I have an application where users can write their own configuration files. These are text files where on each line some text is inputted. I load the config file using file(), which puts it into an array, with each array element being a line in the file. This is nice to work with.

I need to compare the text in each line with a string and the problem is that the first line might start with a BOM, e.g. if the user saved the config file as UTF-8 in Notepad. Thus for the first string comparison they might be the same to the naked eye but to PHP they aren’t - string + BOM is three characters longer than string (even though these three are invisible).

Apparently this will be fixed for PHP 6, but for now how can I deal with this problem? I have no idea what encoding the text file will be saved as. Starting each file with a carriage return works, but it’s too much to ask of the users.

Ah, you got me going! I think I figured it out though:

<?php
// Removes BOM (Byte order mark) from file (if necessary)
function bomStrip( path, output )
{
	$bufsize = 65536;
	$utf8bom = "\\xef\\xbb\\xbf";

	$inf = fopen(path, r);
	$outf = fopen(output, w);

	$buf = fread($inf, strlen($utf8bom));
	if ($buf != $utf8bom)
	{
		fwrite($outf, $buf);
	}
	if ($buf == "")
	{
		exit();
	}
	while (true)
	{
		$buf = fread($inf, $bufsize);
		if ($buf == "")
		{
			exit();
		}
		fwrite($outf, $buf);
	}
}
?>

I did a quick test and it seemed to work. Let me know how it goes for you.

Thanks Hamish, that gave me the idea to simply use trim():

trim($lines[0], "\\xef\\xbb\\xbf")

$lines is what file(‘config.txt’) returns. Very simple and clean with trim() and it works well.

I’m curious about your function, though. I don’t really understand it. The first ‘if’ will output the first 3 characters of $inf (because there’s no BOM) to $outf. In the next ‘if’, if the file is empty, exit the script (makes sense but why not make it the first ‘if’?). This means $outf will only be three characters long. Then an infinite loop where $inf is read in chunks of 64kb. Again, if empty, exit script (why again?). Then write the current 64kb chunk of $inf to $outf (overwriting what was currently there). Then $outf will only contain the last 64kb of $inf.

I’m sure I’m wrong, but I’d like to know why as I’m pretty confused by it.

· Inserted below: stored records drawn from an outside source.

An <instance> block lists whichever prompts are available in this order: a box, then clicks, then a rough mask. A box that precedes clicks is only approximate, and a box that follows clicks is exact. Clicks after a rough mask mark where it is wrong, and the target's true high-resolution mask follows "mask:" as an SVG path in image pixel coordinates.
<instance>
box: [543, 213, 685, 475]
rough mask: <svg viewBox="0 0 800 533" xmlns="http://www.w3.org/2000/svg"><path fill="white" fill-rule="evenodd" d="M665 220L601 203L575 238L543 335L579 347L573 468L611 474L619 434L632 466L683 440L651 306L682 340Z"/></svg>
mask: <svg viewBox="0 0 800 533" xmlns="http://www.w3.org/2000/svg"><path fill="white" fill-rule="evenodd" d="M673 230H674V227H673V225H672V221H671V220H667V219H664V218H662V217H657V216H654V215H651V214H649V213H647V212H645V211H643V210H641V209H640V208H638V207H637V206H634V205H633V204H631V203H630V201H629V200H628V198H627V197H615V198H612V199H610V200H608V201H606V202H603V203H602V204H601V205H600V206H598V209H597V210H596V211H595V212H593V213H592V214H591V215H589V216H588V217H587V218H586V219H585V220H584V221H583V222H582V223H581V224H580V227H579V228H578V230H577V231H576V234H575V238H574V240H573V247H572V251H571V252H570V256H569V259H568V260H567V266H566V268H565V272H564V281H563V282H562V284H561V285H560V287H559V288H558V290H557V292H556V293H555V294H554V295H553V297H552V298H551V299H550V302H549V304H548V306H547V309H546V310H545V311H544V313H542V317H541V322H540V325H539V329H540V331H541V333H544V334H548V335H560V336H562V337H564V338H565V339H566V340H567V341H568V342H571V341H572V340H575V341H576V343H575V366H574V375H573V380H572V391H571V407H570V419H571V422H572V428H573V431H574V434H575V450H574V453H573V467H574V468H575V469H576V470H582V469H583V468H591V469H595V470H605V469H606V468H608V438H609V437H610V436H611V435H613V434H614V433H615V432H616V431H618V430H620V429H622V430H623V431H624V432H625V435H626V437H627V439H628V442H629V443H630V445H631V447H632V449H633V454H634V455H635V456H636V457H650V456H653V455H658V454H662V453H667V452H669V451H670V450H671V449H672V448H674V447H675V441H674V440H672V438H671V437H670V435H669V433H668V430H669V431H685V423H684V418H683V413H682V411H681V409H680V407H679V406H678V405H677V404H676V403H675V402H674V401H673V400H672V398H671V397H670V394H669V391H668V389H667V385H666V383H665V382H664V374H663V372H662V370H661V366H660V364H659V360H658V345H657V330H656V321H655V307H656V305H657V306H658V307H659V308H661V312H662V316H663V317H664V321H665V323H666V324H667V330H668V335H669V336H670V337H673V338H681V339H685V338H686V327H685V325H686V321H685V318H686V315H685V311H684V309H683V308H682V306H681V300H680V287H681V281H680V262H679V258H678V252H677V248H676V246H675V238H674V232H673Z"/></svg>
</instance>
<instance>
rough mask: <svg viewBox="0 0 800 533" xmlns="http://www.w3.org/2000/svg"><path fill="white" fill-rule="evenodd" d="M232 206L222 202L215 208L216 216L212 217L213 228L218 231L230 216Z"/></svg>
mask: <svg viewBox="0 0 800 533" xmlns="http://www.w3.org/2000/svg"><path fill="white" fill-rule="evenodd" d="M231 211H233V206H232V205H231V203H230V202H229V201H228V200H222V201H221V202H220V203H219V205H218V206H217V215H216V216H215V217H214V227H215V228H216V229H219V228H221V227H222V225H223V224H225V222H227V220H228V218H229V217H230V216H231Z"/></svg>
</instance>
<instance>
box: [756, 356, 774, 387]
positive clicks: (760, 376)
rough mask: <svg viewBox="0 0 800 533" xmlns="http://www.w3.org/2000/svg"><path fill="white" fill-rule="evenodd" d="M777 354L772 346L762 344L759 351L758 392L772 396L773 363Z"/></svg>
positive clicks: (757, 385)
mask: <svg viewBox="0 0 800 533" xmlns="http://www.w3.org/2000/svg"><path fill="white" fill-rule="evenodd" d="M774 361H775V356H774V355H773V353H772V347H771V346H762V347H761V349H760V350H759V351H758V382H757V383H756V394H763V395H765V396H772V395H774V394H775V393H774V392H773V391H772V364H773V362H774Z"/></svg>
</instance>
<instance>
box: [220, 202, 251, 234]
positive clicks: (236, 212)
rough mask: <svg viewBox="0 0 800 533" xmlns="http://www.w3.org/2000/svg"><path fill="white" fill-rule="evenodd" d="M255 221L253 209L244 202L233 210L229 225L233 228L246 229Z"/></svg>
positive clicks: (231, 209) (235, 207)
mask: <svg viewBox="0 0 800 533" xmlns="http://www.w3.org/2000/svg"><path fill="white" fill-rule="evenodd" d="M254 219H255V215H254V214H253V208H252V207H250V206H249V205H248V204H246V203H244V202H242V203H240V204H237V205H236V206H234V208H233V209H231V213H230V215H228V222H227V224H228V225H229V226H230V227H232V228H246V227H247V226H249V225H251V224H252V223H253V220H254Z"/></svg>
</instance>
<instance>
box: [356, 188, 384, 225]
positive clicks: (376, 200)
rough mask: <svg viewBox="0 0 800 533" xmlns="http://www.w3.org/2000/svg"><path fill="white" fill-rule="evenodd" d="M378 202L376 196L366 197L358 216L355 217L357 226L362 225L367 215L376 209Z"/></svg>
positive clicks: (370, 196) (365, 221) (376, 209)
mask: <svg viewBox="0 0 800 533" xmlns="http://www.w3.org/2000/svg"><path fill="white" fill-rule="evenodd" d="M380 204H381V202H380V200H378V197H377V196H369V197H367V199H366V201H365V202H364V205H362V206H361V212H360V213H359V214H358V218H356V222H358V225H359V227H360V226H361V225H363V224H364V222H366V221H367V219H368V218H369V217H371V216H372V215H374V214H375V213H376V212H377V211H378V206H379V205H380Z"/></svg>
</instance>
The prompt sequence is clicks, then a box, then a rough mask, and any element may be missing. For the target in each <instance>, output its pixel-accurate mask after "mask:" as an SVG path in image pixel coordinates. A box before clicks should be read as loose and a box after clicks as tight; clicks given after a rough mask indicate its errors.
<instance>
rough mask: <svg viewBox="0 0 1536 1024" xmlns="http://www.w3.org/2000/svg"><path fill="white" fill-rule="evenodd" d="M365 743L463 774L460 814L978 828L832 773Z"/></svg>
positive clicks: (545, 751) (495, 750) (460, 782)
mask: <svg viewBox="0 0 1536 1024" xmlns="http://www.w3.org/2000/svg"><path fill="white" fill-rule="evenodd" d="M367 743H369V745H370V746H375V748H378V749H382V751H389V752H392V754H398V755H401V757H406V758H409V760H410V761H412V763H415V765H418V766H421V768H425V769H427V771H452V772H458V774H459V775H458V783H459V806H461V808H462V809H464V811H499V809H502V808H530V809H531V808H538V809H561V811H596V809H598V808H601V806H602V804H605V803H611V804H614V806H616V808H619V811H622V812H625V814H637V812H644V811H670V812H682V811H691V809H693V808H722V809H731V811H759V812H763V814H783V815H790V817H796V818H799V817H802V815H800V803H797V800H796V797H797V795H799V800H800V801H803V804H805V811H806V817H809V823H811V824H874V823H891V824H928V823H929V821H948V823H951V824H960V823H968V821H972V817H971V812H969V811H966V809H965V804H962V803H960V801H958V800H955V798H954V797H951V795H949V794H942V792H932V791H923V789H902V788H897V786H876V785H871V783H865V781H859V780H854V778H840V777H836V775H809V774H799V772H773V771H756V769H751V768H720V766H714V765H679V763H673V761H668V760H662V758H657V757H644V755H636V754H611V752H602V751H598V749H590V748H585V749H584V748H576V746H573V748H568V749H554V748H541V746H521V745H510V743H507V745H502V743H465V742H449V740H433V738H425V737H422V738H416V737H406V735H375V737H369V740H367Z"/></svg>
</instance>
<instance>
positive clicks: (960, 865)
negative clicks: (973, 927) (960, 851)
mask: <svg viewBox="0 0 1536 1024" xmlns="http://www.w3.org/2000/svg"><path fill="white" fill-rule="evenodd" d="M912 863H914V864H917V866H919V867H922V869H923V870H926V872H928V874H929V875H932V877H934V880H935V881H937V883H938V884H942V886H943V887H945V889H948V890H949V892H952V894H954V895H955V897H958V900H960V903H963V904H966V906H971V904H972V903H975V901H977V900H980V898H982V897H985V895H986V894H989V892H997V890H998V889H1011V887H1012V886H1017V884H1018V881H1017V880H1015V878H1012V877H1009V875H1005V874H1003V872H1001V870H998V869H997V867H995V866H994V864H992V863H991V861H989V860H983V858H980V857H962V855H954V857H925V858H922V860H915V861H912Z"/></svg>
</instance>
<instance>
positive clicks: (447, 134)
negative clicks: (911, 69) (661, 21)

Hey, that’s an even better solution!

The function is a rough translation of some python code I found (for the same purpose). So to be honest, I don’t fully understand some of the bits myself; but I was in a rush to finish it (just leaving work, had to catch a train ;p) and since the first test worked, I just posted it as is.

I ran over it again, and I believe it works as I expected. Consecutive fwrite calls don’t (at least in my tests) overwrite previous data, they append.

Well, anyhow, I’m glad it gave you the hint you needed. :slight_smile:

Oh yeah, of course, fwrite appends. I got confused - was thinking of fopen() in w mode which truncates the file to zero.

Anyway, thanks again. :slight_smile: